I just finished servicing my John Deere D130 42" Lawn Tractor for it's 50 hour service. I replaced the blades with the G5 Gator Fusion Blades but once again, I'm stuck in setting the cutting blades. When I first got the tractor I bought the John Deere AM130907 Deck Leveling gauge from my local John Deere Dealer.

I placed the deck at the 3" position so my hand could fit under it and placed the blades horizontally and from the cutting edge of the blades, I adjusted the 2 nuts on either side of the deck to 3". I also turned the right and left blades 180 degrees to make sure they were at exactly 3". I then rotated the blades vertically or from front to rear and made sure my adjustments were 3" at the back of the deck. THEN, the final step tells me to measure the blade tips at the front of the deck and lower them 1/8 - 1/4" LOWER than the measurement of 3" at the rear of the deck to prevent "double-cutting" and browning the tips of the cut grass.

I cut my grass at 2 1/2" with no problems using the factory blades the D130 came with, BUT was I actually cutting my grass at 2 1/4" because of the lowering required at the front of the deck as it's final measurement?

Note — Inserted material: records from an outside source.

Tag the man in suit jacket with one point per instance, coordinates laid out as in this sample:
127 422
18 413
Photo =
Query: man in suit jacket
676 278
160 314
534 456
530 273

Now that I've replaced the blades and serviced the Deck completely, Am I supposed to:

1. Set the deck at 2 1/2" and adjust the blades if that's the height that I cut at? (not that I care about the height so much)

and/or

2. Set the cutting blades horizontally and at the back of the deck at 2 1/2" PLUS the 1/8th - 1/4" difference that I'll have to lower the deck in the front on that one nut according to the John Deere booklet that came with my tractor.:fineprint

Any Help would be much appreciated & Thanks in advance.:usa:

~StillinSaigon~

"Still Living on the Right Side of Dirt"


----------